2. The item information identification method according to claim 1, characterized in that, When the drawer is opened, a start shooting command is triggered; when the drawer is closed, a stop shooting command is triggered.
3. The method for identifying item information according to claim 1, characterized in that, When the detection frame of the hand feature overlaps with the detection frame of the food feature, the system enters the access mode, specifically including: Establish a coordinate system in each video frame image and obtain the coordinate range of each feature item detection box; When the coordinate range of the detection box for the hand feature partially overlaps with the coordinate range of the detection box for the food feature, the system enters access mode.
4. The article information identification method according to claim 3, characterized in that, When the detection frame of the hand feature overlaps with the detection frame of the food feature, the system enters the access mode, which further includes: If the detection boxes of the hand features and the detection boxes of the food features overlap in at least 5-10 consecutive video frames, then this behavior is determined to be holding food.
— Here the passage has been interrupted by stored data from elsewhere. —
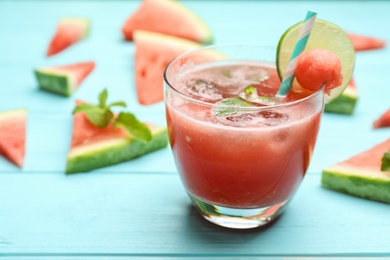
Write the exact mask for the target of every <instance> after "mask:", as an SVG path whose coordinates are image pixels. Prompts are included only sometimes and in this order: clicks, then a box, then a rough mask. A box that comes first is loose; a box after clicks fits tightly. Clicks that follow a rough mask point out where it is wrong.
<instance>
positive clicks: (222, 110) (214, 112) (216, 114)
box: [214, 98, 251, 116]
mask: <svg viewBox="0 0 390 260" xmlns="http://www.w3.org/2000/svg"><path fill="white" fill-rule="evenodd" d="M216 104H217V107H216V108H214V115H215V116H230V115H236V114H240V113H243V112H240V111H239V109H238V108H239V107H249V106H251V104H250V103H249V102H247V101H245V100H242V99H240V98H225V99H222V100H221V101H219V102H217V103H216ZM218 106H223V107H218Z"/></svg>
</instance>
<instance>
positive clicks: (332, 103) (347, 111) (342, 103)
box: [324, 87, 358, 115]
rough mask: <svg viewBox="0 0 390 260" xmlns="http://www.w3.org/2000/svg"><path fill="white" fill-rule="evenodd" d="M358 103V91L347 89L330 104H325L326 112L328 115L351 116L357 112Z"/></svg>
mask: <svg viewBox="0 0 390 260" xmlns="http://www.w3.org/2000/svg"><path fill="white" fill-rule="evenodd" d="M357 101H358V94H357V92H356V90H353V89H350V88H348V87H347V88H346V89H345V91H344V92H343V93H342V94H341V95H340V96H338V97H337V98H336V99H334V100H332V101H331V102H330V103H328V104H325V109H324V111H325V112H328V113H337V114H346V115H351V114H353V112H354V110H355V107H356V103H357Z"/></svg>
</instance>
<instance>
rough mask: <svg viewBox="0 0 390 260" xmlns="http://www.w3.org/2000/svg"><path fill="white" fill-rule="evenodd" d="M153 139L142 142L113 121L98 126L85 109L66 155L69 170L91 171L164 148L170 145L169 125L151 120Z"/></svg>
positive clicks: (66, 172) (78, 123)
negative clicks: (88, 118)
mask: <svg viewBox="0 0 390 260" xmlns="http://www.w3.org/2000/svg"><path fill="white" fill-rule="evenodd" d="M147 125H148V127H149V128H150V130H151V132H152V140H150V141H148V142H142V141H139V140H137V139H135V138H134V137H132V136H131V135H129V134H128V133H127V132H126V131H125V130H123V129H122V128H119V127H118V128H116V129H114V127H113V125H112V124H109V125H108V126H107V127H105V128H98V127H96V126H94V125H93V124H91V123H90V122H89V121H88V119H87V117H86V115H85V113H77V114H75V115H74V121H73V135H72V142H71V146H70V150H69V153H68V156H67V159H66V173H76V172H88V171H91V170H94V169H97V168H101V167H105V166H109V165H113V164H117V163H120V162H124V161H128V160H130V159H133V158H136V157H139V156H141V155H144V154H146V153H150V152H153V151H155V150H158V149H162V148H164V147H166V146H167V145H168V132H167V128H166V127H160V126H156V125H153V124H147Z"/></svg>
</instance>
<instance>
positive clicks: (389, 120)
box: [372, 109, 390, 129]
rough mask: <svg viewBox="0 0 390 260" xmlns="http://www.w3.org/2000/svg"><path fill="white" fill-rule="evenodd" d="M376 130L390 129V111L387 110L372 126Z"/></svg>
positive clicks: (386, 110)
mask: <svg viewBox="0 0 390 260" xmlns="http://www.w3.org/2000/svg"><path fill="white" fill-rule="evenodd" d="M372 127H373V128H374V129H377V128H382V127H390V109H388V110H386V111H385V112H384V113H383V114H382V115H381V116H380V117H379V118H378V119H376V120H375V121H374V123H373V124H372Z"/></svg>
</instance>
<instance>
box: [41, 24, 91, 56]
mask: <svg viewBox="0 0 390 260" xmlns="http://www.w3.org/2000/svg"><path fill="white" fill-rule="evenodd" d="M89 28H90V21H89V19H86V18H62V19H61V20H60V21H59V22H58V25H57V29H56V32H55V34H54V36H53V38H52V39H51V41H50V43H49V46H48V48H47V51H46V56H48V57H49V56H52V55H54V54H57V53H59V52H61V51H63V50H64V49H66V48H68V47H69V46H71V45H73V44H75V43H77V42H79V41H81V40H83V39H84V38H86V37H87V36H88V34H89Z"/></svg>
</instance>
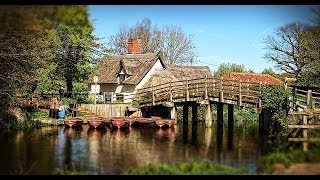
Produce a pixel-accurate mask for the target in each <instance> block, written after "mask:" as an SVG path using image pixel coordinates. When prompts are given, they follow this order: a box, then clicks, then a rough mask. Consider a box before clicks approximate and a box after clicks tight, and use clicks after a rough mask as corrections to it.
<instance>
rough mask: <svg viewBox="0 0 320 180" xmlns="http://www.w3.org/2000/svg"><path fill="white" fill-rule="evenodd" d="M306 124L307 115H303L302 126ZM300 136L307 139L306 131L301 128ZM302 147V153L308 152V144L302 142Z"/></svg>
mask: <svg viewBox="0 0 320 180" xmlns="http://www.w3.org/2000/svg"><path fill="white" fill-rule="evenodd" d="M307 124H308V120H307V115H303V125H307ZM302 135H303V138H306V139H307V138H308V129H307V128H303V129H302ZM302 145H303V152H306V151H308V142H306V141H305V142H303V143H302Z"/></svg>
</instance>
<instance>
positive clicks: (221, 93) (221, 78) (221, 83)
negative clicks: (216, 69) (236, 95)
mask: <svg viewBox="0 0 320 180" xmlns="http://www.w3.org/2000/svg"><path fill="white" fill-rule="evenodd" d="M219 101H220V102H223V77H221V81H220V94H219Z"/></svg>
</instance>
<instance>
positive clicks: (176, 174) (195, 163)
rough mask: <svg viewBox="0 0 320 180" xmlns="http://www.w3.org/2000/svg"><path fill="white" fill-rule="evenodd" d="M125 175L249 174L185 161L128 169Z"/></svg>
mask: <svg viewBox="0 0 320 180" xmlns="http://www.w3.org/2000/svg"><path fill="white" fill-rule="evenodd" d="M124 174H127V175H179V174H180V175H218V174H223V175H227V174H249V170H248V169H246V168H240V169H235V168H232V167H229V166H224V165H218V164H214V163H212V162H210V161H206V160H202V161H187V162H180V163H177V164H157V165H154V164H148V165H145V166H141V167H138V168H134V169H129V170H128V171H127V172H125V173H124Z"/></svg>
When the aforementioned action of holding food ingredients occurs, the system enters the storage and retrieval mode.
5. The method for identifying item information according to claim 1, characterized in that, In the access mode, continuously tracking the detection boxes of the food features that overlap with the detection boxes of the hand features specifically includes: In the access mode, when the detection boxes of the overlapping hand features and the food features are detected to be separated, and the center point of the detection box of the food features is located in the second pixel area in each video frame image after the separation of the two detection boxes, it is determined that the food is to be stored.
6. The method for identifying item information according to claim 1, characterized in that, The method further includes: When the detection box for the hand feature disappears from the video frame image, the system closes the access mode.
7. The article information identification method according to claim 1 or 5, characterized in that, The method further includes: The information on the ingredients stored in the drawer is updated, including the type and quantity of the ingredients.
8. The method for identifying item information according to claim 1, characterized in that, The process involves segmenting multiple detection boxes from each video frame image, with each detection box corresponding to a feature item, and identifying the feature item within the detection box. The feature item includes food features and hand features, specifically including: Using an object detection algorithm, the detection box corresponding to each feature item in the video frame image is marked; The target recognition algorithm is used to identify the feature items within each detection box.
9. A refrigeration device, comprising: The enclosure, shelf, drawer, camera, memory, and processor are characterized by: The drawer and the shelf are disposed inside the box. The drawer has an inner space. The shelf is disposed above the drawer and makes the inner space of the drawer a closed inner space. When the drawer slides outward toward the box, part of the inner space of the drawer is exposed to the outside. The shelf is an opaque shelf; The camera is installed inside the box, vertically downward, and is used to capture images including the space inside the drawer. The memory stores a computer program that can run on the processor, and when the processor executes the program, it implements the steps of the article information identification method as described in any one of claims 1-8.
10. A computer storage medium storing a computer program, characterized in that, When the computer program is executed, it causes the device containing the computer storage medium to perform the steps of the article information identification method according to any one of claims 1-8.